In this study, an international team of researchers discovered a previously hidden type of genetic change associated with autism – deleted and duplicated DNA sequences in the still-mysterious “noncoding” region of the human genome. (This region makes up 98 percent of our DNA and lies outside the 2 percent of our DNA that makes up our genes).
The discovery was made possible by tapping the combined power of two large whole genome databases for autism – the Simons Simplex Collection and the Autism Speaks MSSNG Whole Genome Sequencing Project – in order to analyze more than 9,000 genomic sequences from families affected by autism.
“These unexpected findings broaden our appreciation for the enormous diversity of ways that autism develops, and in doing so, hold promise for the development of personalized therapies and services,” says Joseph Buxbaum, Ph.D., director of the Seaver Autism Center, Icahn School of Medicine at Mount Sinai “This study also illustrates the importance of the detailed, comprehensive research made possible through whole genome sequencing.”

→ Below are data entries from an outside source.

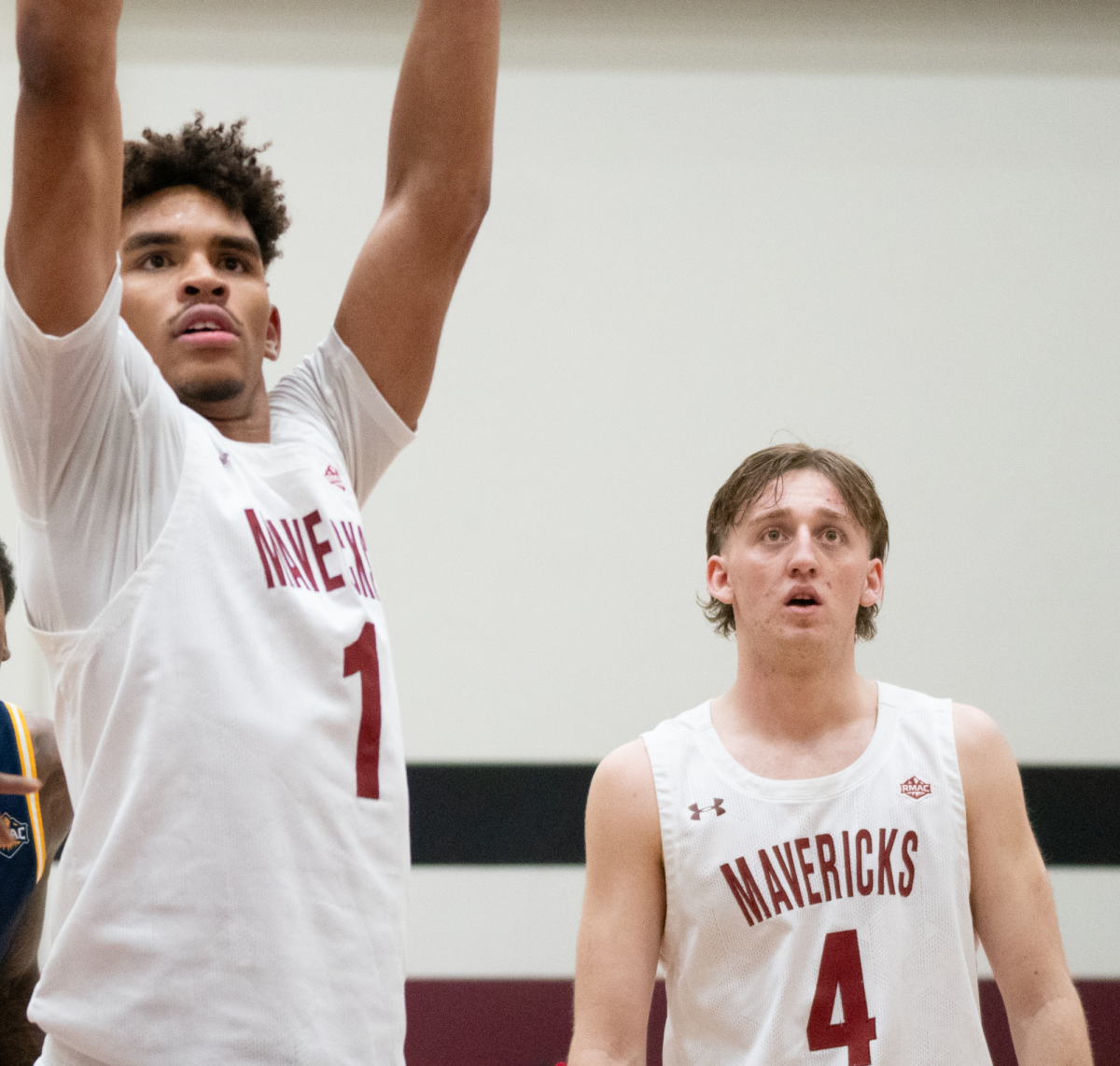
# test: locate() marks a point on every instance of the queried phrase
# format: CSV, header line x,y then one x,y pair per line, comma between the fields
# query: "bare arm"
x,y
64,228
624,913
437,191
1013,907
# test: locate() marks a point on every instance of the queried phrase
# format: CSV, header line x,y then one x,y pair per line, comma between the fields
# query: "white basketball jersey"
x,y
233,888
822,921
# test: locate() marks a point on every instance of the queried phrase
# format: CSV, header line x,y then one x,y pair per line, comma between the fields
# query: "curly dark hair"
x,y
749,481
7,578
217,161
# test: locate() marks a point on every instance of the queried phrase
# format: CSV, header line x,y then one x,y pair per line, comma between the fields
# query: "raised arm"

10. Shared molecular neuropathology across major psychiatric disorders parallels polygenic overlap. Gandal MJ, Haney JR, Parikshak NN, et al. Science 2018 Feb 9; 359;6376: 693-697.
Studying postmortem tissue, Michael Gandal and his colleagues at the University of California, Los Angeles, found remarkable overlap in the gene-expression patterns in the brains of people with autism, schizophrenia or bipolar disorder. These commonalities included unusually high gene activity in the brain’s immune cells (astrocytes and microglia) and depressed levels of gene activity associated with the connections (synapses) between the brain’s nerve cells.
The study is the first to use gene-expression patterns to show commonalities and differences between autism and two associated neurological disorders. Schizophrenia affects up to 35 percent of adults with autism; bipolar disorder, up to 27 percent.
“This study provides new insights into the molecular changes and pathways that contribute to autism and some of its associated neurological conditions,” Dr. Buxbaum comments. “It gives us new leads on what may be causing these conditions and why they tend to co-occur. Ultimately, I see the promise of improved, personalized treatments that support the healthy function of these broad brain pathways.”